# Session Documents

Math and Making Open Conference Notes

3. Mathematics and Making: Where do they meet?

Facilitators: Ricardo Nemirovsky and Josh Gutwill

Ricardo: We should focus more on process rather than math content. Josh heard science process skills. We want to avoid, saying oh, there is volume here, and area here, we use stereotypes: he may not realize it, but he’s doing measurement..there is a danger here. The math is inherent in the making...How do we make these easy identification...

A: we need to mess around with math more…we need to mess around with it for 5-10 years…

B: Let’s bring the people in from the community. We need to mess around with it with them.

C: process v content.
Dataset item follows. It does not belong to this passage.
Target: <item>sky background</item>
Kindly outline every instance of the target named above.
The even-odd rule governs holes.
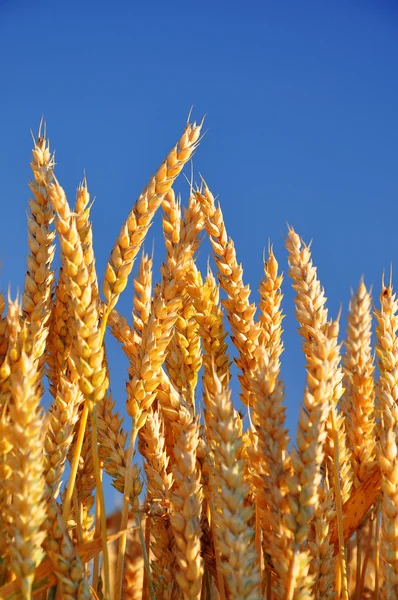
[[[0,288],[22,292],[30,129],[42,115],[71,203],[85,169],[98,275],[135,199],[193,117],[208,133],[194,159],[218,195],[245,283],[258,299],[270,240],[287,272],[287,223],[313,240],[330,316],[361,275],[376,302],[396,264],[398,2],[386,0],[0,0]],[[189,169],[185,171],[189,174]],[[183,201],[188,185],[177,185]],[[159,214],[160,217],[160,214]],[[163,259],[160,219],[155,279]],[[203,243],[205,270],[210,248]],[[119,310],[129,316],[131,286]],[[304,360],[284,284],[283,378],[294,435]],[[112,390],[126,362],[109,339]],[[234,396],[238,395],[236,381]],[[108,492],[108,502],[115,497]]]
Back in the old days science was the naming of parts. we used to consider people who knew the scientific names of things as good at science. Think about math sentences, how does this change as this other thing changes, look at the verbs. Look at the language. They think of practices as different than geometry or algebra.

D: there are different ways to think about solving the same problem in math. She wants to communicate her passion and enthusiasm.

E: There were four making experiences: make and take, make and stays, different ways of making, temporary v. permanent, are there different affordances of given activities that help us to get at the maths. Every group tried to make a cube stand up. Are there mathy things that intersect with maker activities that are more or less effective.

A: the dowels activity of building the cube is perfect as it is.

Ricardo: are there specific stuff that is mathematical. Is there a need to mess about with math?

Drawing in Motion: we brought it to San Diego. Worked with 17 families. Mathematical instrument that is an instrument for drawing. It’s mathematical because of the kind of ideas that are brought into the use of it. He thinks that any building block is a mathematical instrument. Perhaps with making lab what becomes is that the blocks don’t have to be pre-made. Don’t have to be lego. Structure City at Math Museum there are polyhedrons that you can build with—these are mathematical instruments. Learning to be sensitive to different things and relationships.

Developing your own tool kit form math fabrication. MIT Class “How to Build Anything” Class. the first thing you do is use laser cutter to build a d3D cardboard product.

Ricardo: worked with 9-10 year olds, bolts of fabric, use laser cutter, children talked about how the cuts influenced the final shape. The use of the cuts is a mathematical process.

F: South End Tech, experiment we’re doing on twitter, 3d printed drawing robot found on Instructables, we all started to print the turtle and then make Arduino work with it, they’ve been having the kids use these and trying to make them draw perfect squares, and there is lots of iteration and troubleshooting. So there is this tool that many people are experimenting with. We’ve been documenting how to make them but we didn’t document the entire process.

Ricardo : the history of mathematics may be very instructive. The ruler and compass are instructive. Josh’s gesture was of a compass. There was a time in the history of mathematics that people were developing instruments for making different shapes. Those tools structure are very informative and instructive.

Josh: we need get math educators and makers together to play and start with the math instead of the reverse engineering we’ve been doing at this conference.

Maybe look for mathematical instruments. those mathematical instruments become the core.

Ricardo teaches projected geometry. Final is an art project. They project shape in certain scales. The projection is a tool.

G: we need to be clear about design goals. Most mathematicians don’t have much insight into how kids understand math. Do we get mathematicians and makers together or math educators and makers/tinkerers. Almost all of our examples focus on geometry.

C: I’d like to see more data visualizations be part of making. Wants to go back to Josh’s point. get math educators and makers together. let’s go to some iconic math exhibits and activities. Perhaps bring curriculum developers into the conversation too. We had to throw out anything from curriculum that was making: quilts, mobiles, because it took too much time and materials. Making can’t be done in classrooms any more b/c of time.

F: can we use storytelling more as a strategy? stories about mathematicians and their struggles? Math always tells a story. Stories that children tell about their mental models of math? Math educator in residence?

H: Please include engineering education people too.

I: Maybe include a couple of mathematicians too.